The accusations were made against private doctor Yung Kin-shing by three nurses who work or have worked at his clinic in Yau Oi Estate, Tuen Mun. All three alleged that they have personally given out expired medication to patients, or have witnessed other staff doing so, Ming Pao reported.
Two of the nurses said that they were asked to remove labels which showed the expired dates, and that they were not allowed to throw out used syringes. They also said that they would be willing to testify at hearings if necessary.
Footage provided by one of the nurses, and medicine containers from the clinic’s trash, obtained by Ming Pao, found that the dates of expiration on the labels ranged from 2011 to this January.
The nurses said that they did not come forward previously because they did not want to affect the doctor and his family, but that the situation has grown more serious in recent years.
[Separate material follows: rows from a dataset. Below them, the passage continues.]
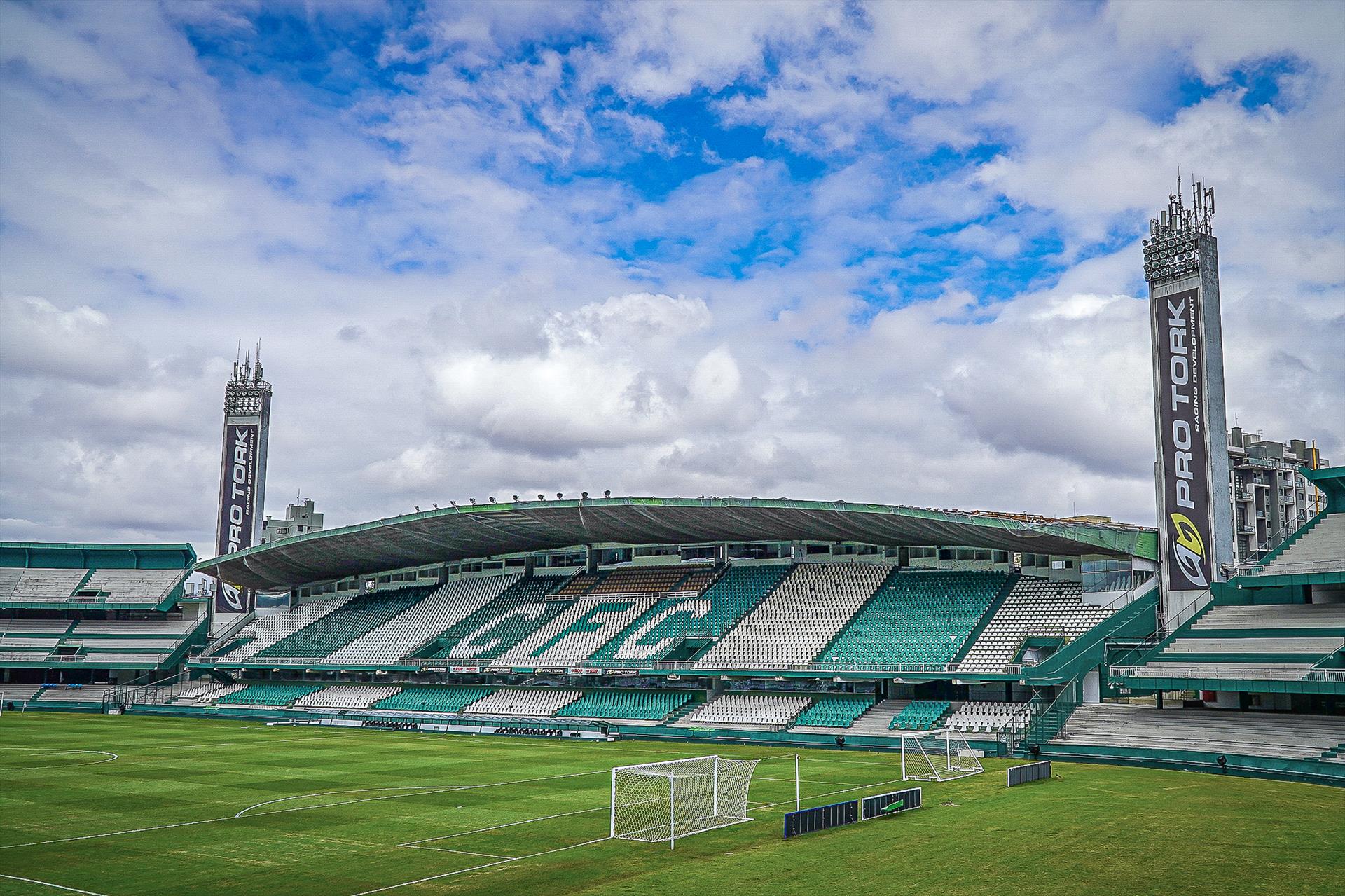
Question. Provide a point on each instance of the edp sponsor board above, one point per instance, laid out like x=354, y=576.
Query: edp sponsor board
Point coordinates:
x=237, y=507
x=1182, y=434
x=897, y=801
x=1029, y=773
x=810, y=820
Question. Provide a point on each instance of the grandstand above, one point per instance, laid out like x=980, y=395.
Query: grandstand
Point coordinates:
x=95, y=615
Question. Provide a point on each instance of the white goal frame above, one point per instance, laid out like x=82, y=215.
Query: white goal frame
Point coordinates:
x=938, y=755
x=661, y=802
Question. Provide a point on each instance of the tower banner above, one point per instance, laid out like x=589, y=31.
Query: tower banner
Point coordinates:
x=1184, y=438
x=237, y=506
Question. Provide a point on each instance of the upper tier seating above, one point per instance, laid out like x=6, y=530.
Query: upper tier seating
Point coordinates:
x=264, y=631
x=523, y=701
x=984, y=716
x=1305, y=616
x=134, y=586
x=1270, y=642
x=434, y=698
x=920, y=715
x=420, y=623
x=798, y=619
x=269, y=693
x=672, y=619
x=346, y=697
x=639, y=580
x=11, y=693
x=74, y=694
x=1032, y=607
x=748, y=710
x=644, y=704
x=353, y=619
x=573, y=635
x=48, y=584
x=34, y=627
x=836, y=710
x=916, y=618
x=501, y=623
x=1320, y=549
x=1243, y=733
x=206, y=692
x=10, y=579
x=134, y=626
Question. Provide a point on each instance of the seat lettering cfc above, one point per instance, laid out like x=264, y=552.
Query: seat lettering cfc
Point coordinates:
x=237, y=509
x=1182, y=440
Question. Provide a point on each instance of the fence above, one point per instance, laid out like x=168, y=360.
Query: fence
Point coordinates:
x=810, y=820
x=897, y=801
x=1029, y=773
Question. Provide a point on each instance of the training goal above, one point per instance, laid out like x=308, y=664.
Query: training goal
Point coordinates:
x=937, y=755
x=661, y=802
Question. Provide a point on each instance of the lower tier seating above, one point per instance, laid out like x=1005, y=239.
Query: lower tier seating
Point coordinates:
x=984, y=716
x=1243, y=733
x=836, y=710
x=270, y=693
x=346, y=697
x=643, y=704
x=750, y=710
x=920, y=715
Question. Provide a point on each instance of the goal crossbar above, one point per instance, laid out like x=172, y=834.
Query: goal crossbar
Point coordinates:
x=656, y=802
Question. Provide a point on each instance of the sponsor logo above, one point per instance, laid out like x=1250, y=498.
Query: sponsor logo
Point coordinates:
x=232, y=598
x=1189, y=551
x=1184, y=436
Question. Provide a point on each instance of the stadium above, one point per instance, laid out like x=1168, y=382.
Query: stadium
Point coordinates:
x=615, y=694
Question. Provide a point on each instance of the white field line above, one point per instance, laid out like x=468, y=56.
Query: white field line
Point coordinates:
x=464, y=871
x=463, y=852
x=279, y=811
x=482, y=830
x=42, y=883
x=53, y=751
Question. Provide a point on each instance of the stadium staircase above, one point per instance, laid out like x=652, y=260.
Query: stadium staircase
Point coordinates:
x=920, y=715
x=631, y=704
x=916, y=619
x=681, y=626
x=434, y=698
x=502, y=623
x=345, y=625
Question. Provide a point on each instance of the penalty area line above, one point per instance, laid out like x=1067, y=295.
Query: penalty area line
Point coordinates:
x=464, y=871
x=43, y=883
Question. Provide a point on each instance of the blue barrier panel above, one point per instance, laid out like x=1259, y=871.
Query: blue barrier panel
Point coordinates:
x=810, y=820
x=897, y=801
x=1029, y=773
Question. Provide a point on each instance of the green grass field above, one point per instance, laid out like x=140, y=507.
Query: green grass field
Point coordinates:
x=136, y=806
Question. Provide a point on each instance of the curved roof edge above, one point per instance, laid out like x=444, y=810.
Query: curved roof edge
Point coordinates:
x=450, y=535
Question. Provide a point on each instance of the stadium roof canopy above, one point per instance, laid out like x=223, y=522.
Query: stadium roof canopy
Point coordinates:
x=450, y=535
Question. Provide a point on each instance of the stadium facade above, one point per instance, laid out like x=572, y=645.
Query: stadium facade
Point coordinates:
x=776, y=622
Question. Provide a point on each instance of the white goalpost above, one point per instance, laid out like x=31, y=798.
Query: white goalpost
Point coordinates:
x=658, y=802
x=938, y=755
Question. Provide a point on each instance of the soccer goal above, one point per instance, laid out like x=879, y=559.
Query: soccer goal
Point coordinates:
x=659, y=802
x=937, y=755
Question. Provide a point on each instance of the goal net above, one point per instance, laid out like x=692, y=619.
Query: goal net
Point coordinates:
x=937, y=755
x=659, y=802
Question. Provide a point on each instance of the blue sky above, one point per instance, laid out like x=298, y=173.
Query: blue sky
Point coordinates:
x=874, y=252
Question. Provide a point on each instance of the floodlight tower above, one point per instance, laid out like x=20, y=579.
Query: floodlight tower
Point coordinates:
x=1194, y=509
x=242, y=478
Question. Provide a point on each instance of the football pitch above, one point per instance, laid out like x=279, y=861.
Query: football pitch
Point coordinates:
x=139, y=806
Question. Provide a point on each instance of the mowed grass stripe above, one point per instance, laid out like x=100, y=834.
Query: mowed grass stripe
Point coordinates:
x=1098, y=830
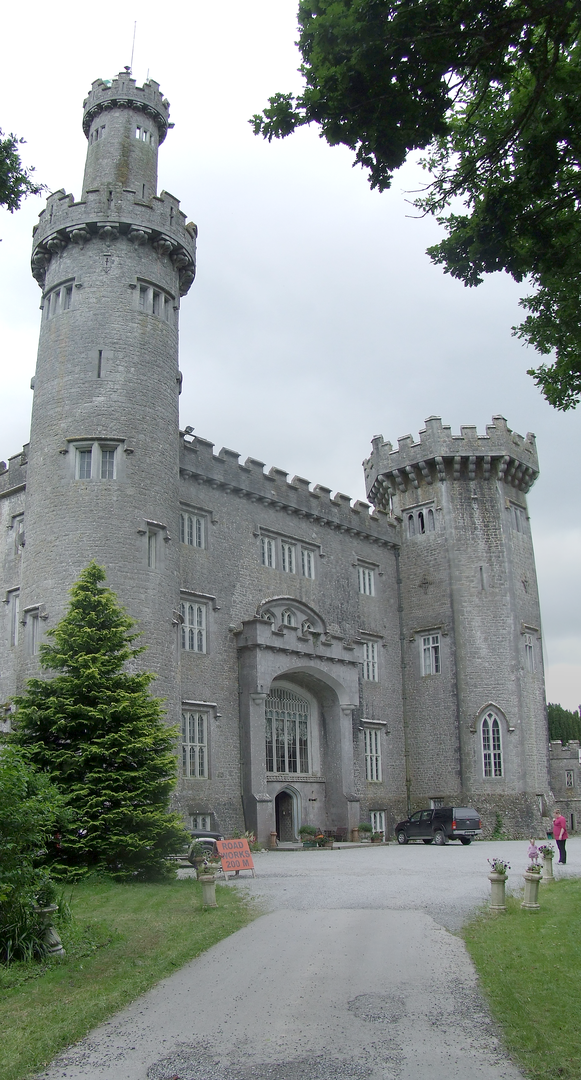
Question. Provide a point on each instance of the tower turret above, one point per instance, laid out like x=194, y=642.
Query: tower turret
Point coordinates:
x=103, y=469
x=476, y=727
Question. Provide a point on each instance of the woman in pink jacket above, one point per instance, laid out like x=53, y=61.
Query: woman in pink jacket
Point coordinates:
x=561, y=835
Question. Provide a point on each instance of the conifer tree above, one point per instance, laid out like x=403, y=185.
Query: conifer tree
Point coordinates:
x=98, y=733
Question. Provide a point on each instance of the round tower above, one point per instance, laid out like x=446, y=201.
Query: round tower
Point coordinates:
x=103, y=469
x=471, y=632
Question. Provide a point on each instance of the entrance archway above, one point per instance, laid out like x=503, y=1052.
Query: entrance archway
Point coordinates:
x=284, y=808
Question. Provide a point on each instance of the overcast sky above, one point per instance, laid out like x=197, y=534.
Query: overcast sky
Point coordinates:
x=315, y=321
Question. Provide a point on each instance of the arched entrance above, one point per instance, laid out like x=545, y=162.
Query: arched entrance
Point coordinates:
x=285, y=811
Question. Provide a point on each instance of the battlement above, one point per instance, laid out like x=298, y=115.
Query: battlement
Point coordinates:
x=122, y=92
x=274, y=489
x=501, y=454
x=108, y=216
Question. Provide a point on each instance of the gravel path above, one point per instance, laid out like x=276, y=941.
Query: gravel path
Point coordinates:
x=352, y=974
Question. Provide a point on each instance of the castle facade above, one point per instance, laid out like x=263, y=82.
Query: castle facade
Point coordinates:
x=328, y=662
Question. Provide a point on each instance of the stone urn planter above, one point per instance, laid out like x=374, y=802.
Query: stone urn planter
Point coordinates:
x=532, y=880
x=50, y=935
x=498, y=891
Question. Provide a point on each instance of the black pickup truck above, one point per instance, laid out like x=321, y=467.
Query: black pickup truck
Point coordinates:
x=440, y=825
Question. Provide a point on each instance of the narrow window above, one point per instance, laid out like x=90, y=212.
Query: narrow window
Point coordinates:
x=107, y=464
x=84, y=459
x=369, y=661
x=529, y=653
x=373, y=755
x=307, y=557
x=193, y=628
x=491, y=746
x=267, y=551
x=14, y=612
x=194, y=744
x=430, y=655
x=151, y=549
x=366, y=580
x=287, y=557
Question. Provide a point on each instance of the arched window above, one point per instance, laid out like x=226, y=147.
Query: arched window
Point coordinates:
x=491, y=746
x=286, y=731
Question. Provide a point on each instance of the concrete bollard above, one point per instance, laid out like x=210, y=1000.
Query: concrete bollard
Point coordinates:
x=208, y=890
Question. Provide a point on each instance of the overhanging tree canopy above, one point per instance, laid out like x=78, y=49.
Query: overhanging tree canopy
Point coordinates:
x=491, y=90
x=97, y=732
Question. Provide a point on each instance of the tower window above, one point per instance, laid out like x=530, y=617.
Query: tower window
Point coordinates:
x=194, y=744
x=286, y=732
x=491, y=745
x=192, y=529
x=369, y=662
x=366, y=580
x=430, y=655
x=193, y=628
x=373, y=755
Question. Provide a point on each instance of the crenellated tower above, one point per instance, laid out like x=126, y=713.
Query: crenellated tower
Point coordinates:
x=471, y=632
x=103, y=467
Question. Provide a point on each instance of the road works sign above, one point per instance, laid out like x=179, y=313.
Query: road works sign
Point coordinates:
x=235, y=855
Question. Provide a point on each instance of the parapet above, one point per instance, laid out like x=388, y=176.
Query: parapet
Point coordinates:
x=273, y=488
x=123, y=93
x=501, y=454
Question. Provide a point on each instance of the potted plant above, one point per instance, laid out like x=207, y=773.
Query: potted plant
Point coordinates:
x=497, y=878
x=548, y=852
x=308, y=834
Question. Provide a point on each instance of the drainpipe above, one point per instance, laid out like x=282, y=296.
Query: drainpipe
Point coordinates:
x=404, y=684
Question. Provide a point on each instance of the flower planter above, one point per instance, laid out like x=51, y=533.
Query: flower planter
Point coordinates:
x=532, y=881
x=548, y=869
x=50, y=935
x=498, y=894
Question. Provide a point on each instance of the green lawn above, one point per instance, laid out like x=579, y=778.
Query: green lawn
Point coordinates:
x=529, y=967
x=122, y=940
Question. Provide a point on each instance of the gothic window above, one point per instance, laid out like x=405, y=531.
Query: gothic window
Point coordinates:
x=192, y=529
x=194, y=744
x=193, y=628
x=307, y=558
x=430, y=655
x=267, y=551
x=491, y=746
x=373, y=755
x=529, y=653
x=369, y=662
x=287, y=557
x=286, y=732
x=366, y=580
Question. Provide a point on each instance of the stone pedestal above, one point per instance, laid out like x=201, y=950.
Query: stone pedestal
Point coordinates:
x=498, y=895
x=208, y=890
x=530, y=902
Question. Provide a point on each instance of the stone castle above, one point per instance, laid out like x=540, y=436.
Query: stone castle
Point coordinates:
x=329, y=662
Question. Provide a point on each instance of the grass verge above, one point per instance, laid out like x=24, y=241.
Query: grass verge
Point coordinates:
x=528, y=964
x=121, y=941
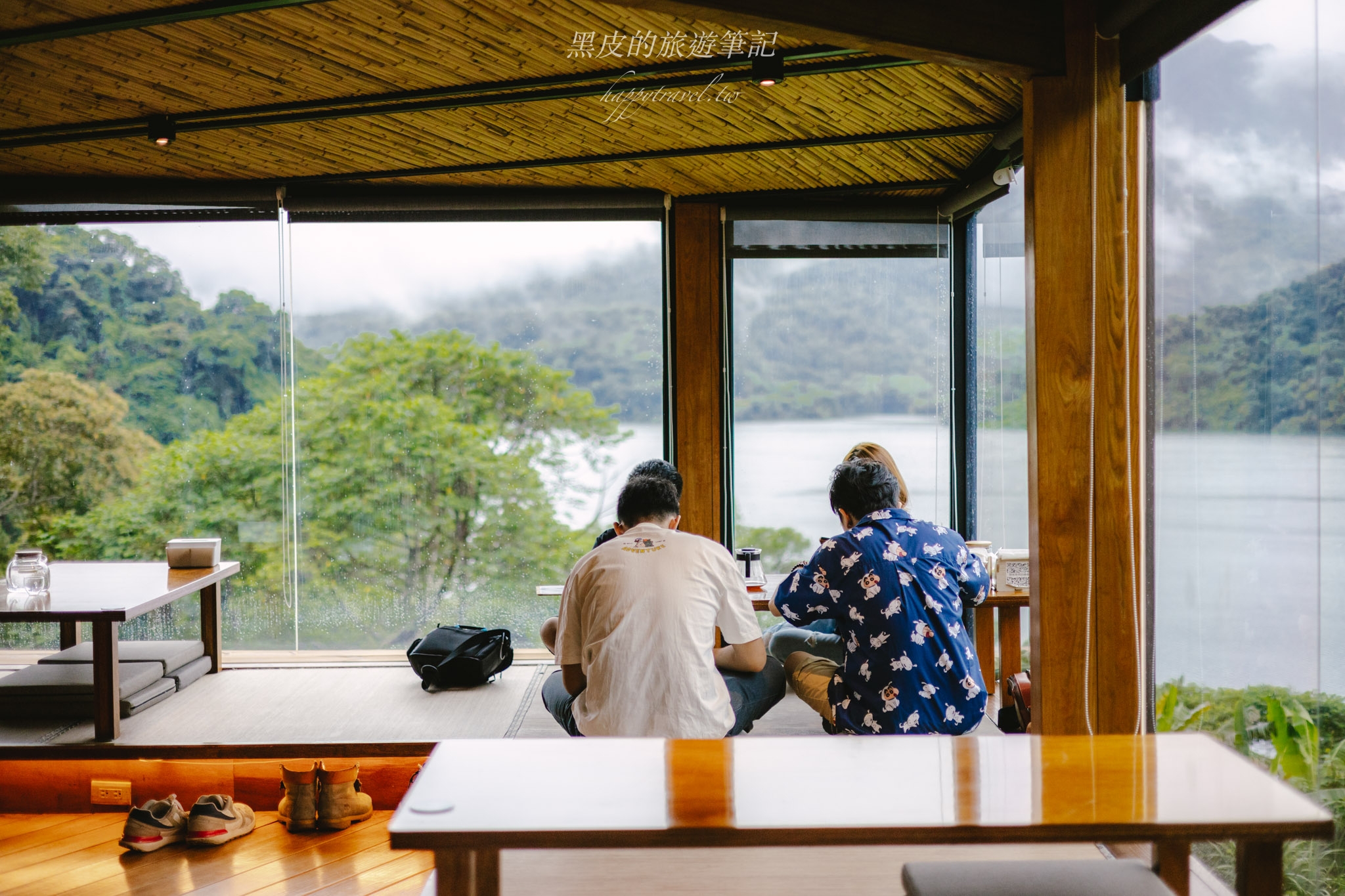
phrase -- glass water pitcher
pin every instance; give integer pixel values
(751, 561)
(29, 580)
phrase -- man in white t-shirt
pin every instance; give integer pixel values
(636, 633)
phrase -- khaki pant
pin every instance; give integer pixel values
(810, 676)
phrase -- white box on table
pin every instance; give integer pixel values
(190, 554)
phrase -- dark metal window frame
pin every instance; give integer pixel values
(944, 246)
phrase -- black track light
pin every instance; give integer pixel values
(768, 70)
(162, 131)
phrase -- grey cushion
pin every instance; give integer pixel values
(79, 706)
(142, 700)
(191, 672)
(1079, 878)
(170, 654)
(61, 680)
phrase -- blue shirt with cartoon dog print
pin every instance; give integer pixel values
(896, 587)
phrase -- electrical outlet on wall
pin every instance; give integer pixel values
(109, 793)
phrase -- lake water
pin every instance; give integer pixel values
(1250, 542)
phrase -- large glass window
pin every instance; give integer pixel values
(470, 398)
(1001, 373)
(1250, 458)
(839, 336)
(466, 402)
(139, 402)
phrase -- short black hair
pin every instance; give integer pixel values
(645, 499)
(862, 486)
(661, 469)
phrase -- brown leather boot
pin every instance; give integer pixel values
(299, 806)
(340, 800)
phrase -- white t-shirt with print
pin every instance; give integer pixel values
(638, 616)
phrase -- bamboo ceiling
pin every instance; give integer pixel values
(366, 47)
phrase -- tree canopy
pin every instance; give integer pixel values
(97, 305)
(62, 450)
(420, 486)
(1275, 364)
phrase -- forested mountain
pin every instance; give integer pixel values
(1275, 364)
(604, 324)
(97, 305)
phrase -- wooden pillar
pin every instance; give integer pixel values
(1083, 375)
(698, 363)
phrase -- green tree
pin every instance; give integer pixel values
(420, 490)
(62, 449)
(1275, 364)
(97, 305)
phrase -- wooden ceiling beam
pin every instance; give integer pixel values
(142, 19)
(1165, 26)
(1019, 41)
(499, 93)
(645, 155)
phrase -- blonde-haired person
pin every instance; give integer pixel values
(820, 639)
(875, 452)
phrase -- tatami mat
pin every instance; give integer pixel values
(305, 706)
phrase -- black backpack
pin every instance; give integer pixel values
(460, 656)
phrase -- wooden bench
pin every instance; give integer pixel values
(478, 797)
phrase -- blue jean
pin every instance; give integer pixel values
(751, 694)
(818, 639)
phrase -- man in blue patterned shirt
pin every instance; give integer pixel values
(894, 587)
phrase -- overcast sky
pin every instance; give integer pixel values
(391, 267)
(1287, 49)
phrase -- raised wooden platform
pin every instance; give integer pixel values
(51, 855)
(69, 855)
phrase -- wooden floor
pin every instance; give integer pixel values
(78, 856)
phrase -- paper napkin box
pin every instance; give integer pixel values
(187, 554)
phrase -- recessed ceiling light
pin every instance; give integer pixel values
(162, 131)
(768, 70)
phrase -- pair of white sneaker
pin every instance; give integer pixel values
(213, 820)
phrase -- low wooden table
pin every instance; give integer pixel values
(478, 797)
(110, 593)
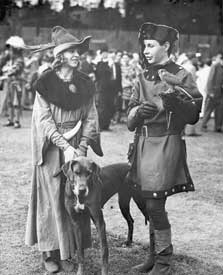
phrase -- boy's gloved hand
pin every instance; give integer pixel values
(147, 110)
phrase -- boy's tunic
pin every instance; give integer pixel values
(161, 153)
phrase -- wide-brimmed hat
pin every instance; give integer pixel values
(62, 40)
(162, 33)
(16, 42)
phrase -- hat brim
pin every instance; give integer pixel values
(82, 44)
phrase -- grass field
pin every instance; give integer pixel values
(196, 218)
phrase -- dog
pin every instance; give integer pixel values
(83, 193)
(114, 181)
(89, 187)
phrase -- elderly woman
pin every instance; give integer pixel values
(164, 100)
(64, 123)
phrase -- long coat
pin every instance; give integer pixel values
(161, 165)
(48, 224)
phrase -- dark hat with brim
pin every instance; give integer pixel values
(62, 40)
(161, 33)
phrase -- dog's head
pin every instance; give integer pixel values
(81, 173)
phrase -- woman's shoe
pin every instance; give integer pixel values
(67, 265)
(49, 264)
(9, 123)
(17, 125)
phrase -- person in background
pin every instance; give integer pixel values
(13, 80)
(202, 77)
(108, 84)
(4, 58)
(118, 56)
(88, 66)
(64, 124)
(115, 85)
(189, 64)
(158, 113)
(214, 99)
(128, 73)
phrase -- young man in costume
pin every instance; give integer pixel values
(64, 102)
(164, 100)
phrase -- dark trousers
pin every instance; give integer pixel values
(218, 115)
(157, 213)
(216, 105)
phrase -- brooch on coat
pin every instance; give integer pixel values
(72, 88)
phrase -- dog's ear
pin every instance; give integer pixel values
(67, 169)
(96, 170)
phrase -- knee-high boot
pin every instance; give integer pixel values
(164, 252)
(150, 261)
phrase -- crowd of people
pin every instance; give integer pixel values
(114, 73)
(154, 92)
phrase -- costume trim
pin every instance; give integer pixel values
(187, 187)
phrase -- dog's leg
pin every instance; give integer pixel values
(124, 205)
(79, 244)
(141, 203)
(98, 219)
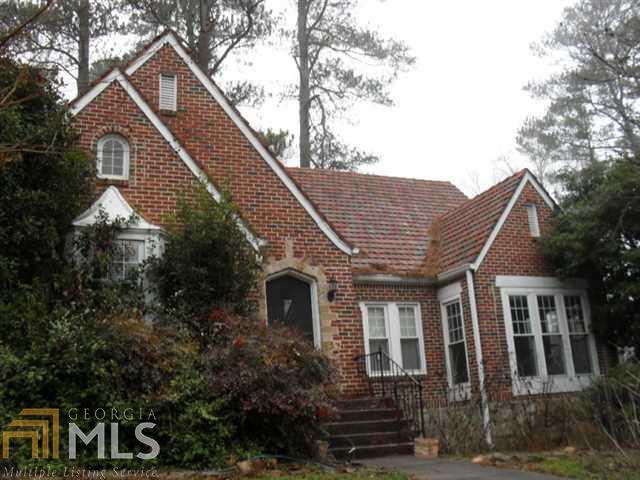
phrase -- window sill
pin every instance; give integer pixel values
(556, 384)
(418, 374)
(460, 393)
(113, 180)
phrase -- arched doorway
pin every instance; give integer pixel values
(292, 300)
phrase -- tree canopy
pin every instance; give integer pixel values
(593, 108)
(339, 63)
(597, 236)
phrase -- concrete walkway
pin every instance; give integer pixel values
(447, 469)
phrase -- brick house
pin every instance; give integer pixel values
(453, 290)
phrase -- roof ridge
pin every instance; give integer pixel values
(366, 174)
(468, 201)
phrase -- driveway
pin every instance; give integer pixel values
(446, 469)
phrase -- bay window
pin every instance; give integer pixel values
(396, 330)
(547, 324)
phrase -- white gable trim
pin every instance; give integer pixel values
(116, 75)
(115, 206)
(527, 178)
(170, 39)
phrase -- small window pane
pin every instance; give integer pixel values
(377, 327)
(581, 354)
(112, 157)
(410, 354)
(575, 317)
(548, 315)
(125, 259)
(554, 354)
(407, 322)
(458, 356)
(454, 322)
(520, 315)
(379, 363)
(526, 356)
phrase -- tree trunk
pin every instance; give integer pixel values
(304, 94)
(204, 36)
(83, 45)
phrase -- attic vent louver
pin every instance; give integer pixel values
(168, 91)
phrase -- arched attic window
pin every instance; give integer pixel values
(113, 157)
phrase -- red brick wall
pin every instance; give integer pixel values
(514, 252)
(157, 175)
(434, 383)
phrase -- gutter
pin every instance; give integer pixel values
(486, 416)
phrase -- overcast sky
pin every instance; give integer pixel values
(459, 108)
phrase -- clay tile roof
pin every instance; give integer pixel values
(465, 229)
(387, 218)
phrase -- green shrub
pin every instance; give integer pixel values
(274, 384)
(207, 262)
(45, 181)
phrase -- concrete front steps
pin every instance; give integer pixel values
(369, 428)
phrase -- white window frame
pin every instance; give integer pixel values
(174, 106)
(141, 255)
(531, 287)
(460, 391)
(125, 157)
(151, 243)
(532, 217)
(392, 322)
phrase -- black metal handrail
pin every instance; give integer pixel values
(387, 379)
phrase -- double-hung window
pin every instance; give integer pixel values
(455, 342)
(395, 329)
(126, 258)
(547, 326)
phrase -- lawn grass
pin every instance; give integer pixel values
(590, 467)
(319, 475)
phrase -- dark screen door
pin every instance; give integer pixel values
(289, 303)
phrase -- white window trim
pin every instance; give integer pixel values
(174, 106)
(125, 157)
(392, 319)
(544, 383)
(532, 217)
(461, 391)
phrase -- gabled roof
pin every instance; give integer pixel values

A third nurse quit her job there after two months because she felt that the doctor was not professional.
Yung denied having handed out medications past their expiry dates and said that the containers were used to store cotton and other objects. He also denied forbidding staff to throw away used syringes. Yung said he suggested milk formula because some of the senior citizens were suffering from malnutrition, but he did not respond to allegations that he profited from the transactions.
Tuen Mun District Councillor and Labour Party member Tam Chun-yin also said that he had received complaints about the matter, RTHK reported. Tam said that after seeking legal counsel, he and the complainant may lodge a complaint with the Medical Council. He was also worried about the adverse health effects that consuming out of date medicines could have on the patients.
The Medical Council of Hong Kong’s Preliminary Investigation Committee Chairperson Dr Choi Kin said that around four to five cases out of the 500 complaints that the council receives per year are about medicines past their expiration dates, and usually a hearing would be held to review the matter. The penalties imposed will also vary depending on whether it is intentional fraud, or negligence.
The Department of Health said they have not received any complaints with regards to expired medicine but did not answer questions about whether visits have been paid to the clinic or whether any regulatory violations have been found.